New best practice word collection workshop hosted in Ghana
Submitted by admin on Thu, 2012-04-26 09:39The Rapid Word Collection Research Group was formed to investigate and promote a best practice method for using Ron Moe’s semantic domains to collect words in a workshop setting. Semantic domains function as categories of words and each domain has a number of questions used to elicit words, such as “What words refer to water coming out of something?” As the question is relayed to the team members in the vernacular, the responses are written down, making it possible to collect between ten and twenty thousand words by running through all 1,800 semantic domains in a workshop setting in two weeks.
For those who have run word collection workshops in the past, the process of collecting words was generally a success. Once the workshop was over, however, the impetus would be lost and very few projects would find the time to deal with the mass of handwritten words in a way that resulted in useful data. Many such word collection attempts are still waiting for processing, and may never be in a useable state. In an attempt to correct this deficiency, the research committee worked out a best practice method that would add glosses (English translations) and perform data entry during the workshop. The new instructions are highly prescriptive and clearly documented and have been published on a new website, http://rapidwords.net to make them readily available to those both in and outside of SIL.
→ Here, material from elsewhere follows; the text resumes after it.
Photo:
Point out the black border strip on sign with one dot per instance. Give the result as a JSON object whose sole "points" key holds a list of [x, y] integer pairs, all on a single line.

As a first pass, the research group sought out a project in an Anglophone region to showcase the new method. With the help of staff at GILLBT, the Buli language in Sandema, Ghana was selected as a good candidate for the Rapid Word Collection method. The main workshop was held from Jan 23 – Feb 3 2012, with additional work done the weeks before and after the workshop to prepare the team and to process the data. Ron Moe, Art Cooper, and Doug Higby traveled there and followed the method as closely as possible with a team of roughly thirty Bulsa people who performed the various roles of collection, glossing, and typing. In the end, close to 15,000 raw words were collected. Since some of the words appeared in more than one category—as the case will be with multiple senses—the number of lexical entries created was closer to 10,000. All of those entries are glossed in English and have a semantic domain code which enables the words to be grouped in categories. At the end of the workshop, several copies of the draft Buli glossary were printed, and the local Bulsa project made plans to continue work on the database in order to have a more polished result.
The results, however, are not to be measured only by what can appear in print. What the Rapid Word Collection method provides is a lexical tool that can be a tremendous aide to translation work even before any further work is done to polish it up. SIL is currently building tools that will help translators access the lexical corpus in order to propose word choices in much the same way as a professional translator works with a dictionary and thesaurus.
The Buli experience was videoed by a professional team on site as part of the research team’s goal of promoting the new best practice. The video will soon be completed and available on the website in an effort to bring concreteness to a method of building a lexicon so radical—it can be mistaken for folklore.